The London Development Agency (LDA) estimates the event will create 12,000 new jobs and bring 70,000 volunteer workers to the capital. "That means there is an opportunity to serve 132,000 extra cups of tea and coffee a week," LDA director of skills and employment Maxine Jones told guests at a Hospitality, Leisure, Travel and Tourism Action Plan update last week.

"Tourism is already a priority sector for us and that's even more so in the run-up to 2012," she said. "There are real challenges for us around staff shortages, high turnover and a lack of basic skills."

The Action Plan covers a range of 18 projects across the capital to recruit and retain staff, to raise the skills base.

The LDA has also awarded South London hospitality businesses £230,000 for training through the Work Smarter initiative. Work Smarter has a team of advisers on hand to help a business identify the skills it needs and draw up training plans. A menu of courses has also been developed from 90-minute masterclasses to five-day accredited programmes.

Go to www.southlondonbusiness.co.uk for more information.

  • Tourism businesses in the North West could also be eligible for generous subsidies under a new scheme to improve the way they manage their workforce.
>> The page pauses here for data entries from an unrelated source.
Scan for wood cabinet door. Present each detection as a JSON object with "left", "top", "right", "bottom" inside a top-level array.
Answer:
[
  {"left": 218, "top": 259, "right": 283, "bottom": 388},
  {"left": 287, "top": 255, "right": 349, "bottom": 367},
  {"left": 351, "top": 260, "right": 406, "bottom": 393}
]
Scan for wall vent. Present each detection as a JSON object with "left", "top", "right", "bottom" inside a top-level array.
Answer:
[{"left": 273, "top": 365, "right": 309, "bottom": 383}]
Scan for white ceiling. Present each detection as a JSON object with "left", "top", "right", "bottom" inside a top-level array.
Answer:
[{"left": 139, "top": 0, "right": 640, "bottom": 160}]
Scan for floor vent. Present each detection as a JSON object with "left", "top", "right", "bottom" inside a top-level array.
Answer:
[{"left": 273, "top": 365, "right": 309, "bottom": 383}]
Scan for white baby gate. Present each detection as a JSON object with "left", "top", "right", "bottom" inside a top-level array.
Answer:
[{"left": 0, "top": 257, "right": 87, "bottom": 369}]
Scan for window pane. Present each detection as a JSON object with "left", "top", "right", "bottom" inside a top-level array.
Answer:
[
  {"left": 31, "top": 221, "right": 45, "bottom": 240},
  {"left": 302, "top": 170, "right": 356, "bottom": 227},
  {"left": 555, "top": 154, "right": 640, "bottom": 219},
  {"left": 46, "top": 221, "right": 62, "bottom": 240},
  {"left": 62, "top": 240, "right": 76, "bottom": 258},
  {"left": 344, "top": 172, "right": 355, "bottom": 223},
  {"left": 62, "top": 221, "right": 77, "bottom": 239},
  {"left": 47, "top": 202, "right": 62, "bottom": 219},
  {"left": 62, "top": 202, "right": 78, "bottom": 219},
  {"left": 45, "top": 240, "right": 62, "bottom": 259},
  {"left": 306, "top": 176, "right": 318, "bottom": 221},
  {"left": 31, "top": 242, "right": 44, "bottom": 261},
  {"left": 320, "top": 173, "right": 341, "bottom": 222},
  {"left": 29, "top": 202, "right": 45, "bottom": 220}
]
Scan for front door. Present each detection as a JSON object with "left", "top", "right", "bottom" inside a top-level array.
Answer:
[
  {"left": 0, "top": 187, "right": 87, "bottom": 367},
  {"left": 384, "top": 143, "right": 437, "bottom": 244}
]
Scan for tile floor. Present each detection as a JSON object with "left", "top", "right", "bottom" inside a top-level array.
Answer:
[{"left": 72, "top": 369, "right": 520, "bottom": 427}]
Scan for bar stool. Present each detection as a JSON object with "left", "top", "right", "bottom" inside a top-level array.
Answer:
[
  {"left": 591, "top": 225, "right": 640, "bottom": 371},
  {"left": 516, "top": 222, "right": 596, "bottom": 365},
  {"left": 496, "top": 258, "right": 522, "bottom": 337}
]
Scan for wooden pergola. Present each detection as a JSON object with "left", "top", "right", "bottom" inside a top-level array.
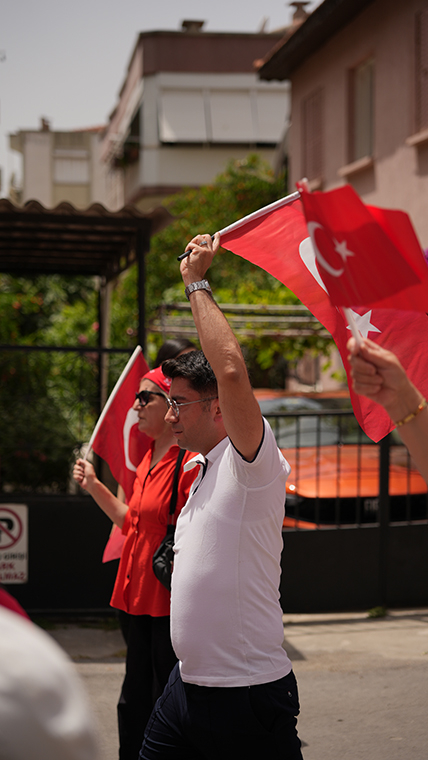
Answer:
[{"left": 0, "top": 199, "right": 172, "bottom": 350}]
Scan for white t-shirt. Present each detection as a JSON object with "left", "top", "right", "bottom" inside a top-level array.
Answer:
[
  {"left": 0, "top": 607, "right": 98, "bottom": 760},
  {"left": 171, "top": 420, "right": 291, "bottom": 687}
]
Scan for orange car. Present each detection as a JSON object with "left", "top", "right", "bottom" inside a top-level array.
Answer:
[{"left": 256, "top": 392, "right": 428, "bottom": 529}]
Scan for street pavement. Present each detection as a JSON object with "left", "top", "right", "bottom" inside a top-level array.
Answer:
[{"left": 49, "top": 609, "right": 428, "bottom": 760}]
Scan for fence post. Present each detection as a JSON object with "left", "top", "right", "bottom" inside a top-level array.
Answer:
[{"left": 379, "top": 433, "right": 391, "bottom": 607}]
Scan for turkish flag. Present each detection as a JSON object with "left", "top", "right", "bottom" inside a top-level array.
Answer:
[
  {"left": 220, "top": 193, "right": 428, "bottom": 442},
  {"left": 301, "top": 185, "right": 428, "bottom": 312},
  {"left": 87, "top": 346, "right": 151, "bottom": 501}
]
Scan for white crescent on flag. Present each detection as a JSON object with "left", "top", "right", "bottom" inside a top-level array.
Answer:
[
  {"left": 299, "top": 233, "right": 382, "bottom": 338},
  {"left": 308, "top": 222, "right": 345, "bottom": 277}
]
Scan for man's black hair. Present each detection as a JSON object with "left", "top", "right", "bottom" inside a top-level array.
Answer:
[{"left": 162, "top": 351, "right": 218, "bottom": 396}]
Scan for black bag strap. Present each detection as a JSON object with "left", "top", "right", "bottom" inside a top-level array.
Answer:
[{"left": 169, "top": 449, "right": 186, "bottom": 516}]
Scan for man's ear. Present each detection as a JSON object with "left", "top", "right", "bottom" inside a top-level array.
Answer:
[{"left": 214, "top": 399, "right": 222, "bottom": 420}]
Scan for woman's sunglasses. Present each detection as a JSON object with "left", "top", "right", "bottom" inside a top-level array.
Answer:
[{"left": 135, "top": 391, "right": 167, "bottom": 406}]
Tourism HR aims to help hospitality businesses across Merseyside and Manchester understand and comply with mounting employment legislation as well as advise on a variety of people issues.

The service includes an initial face-to-face, on-site business audit and provides an online library of easy-to-use documents and guidance on a variety of topics such as appraisals, training, recruitment, disciplinary issues and absence management.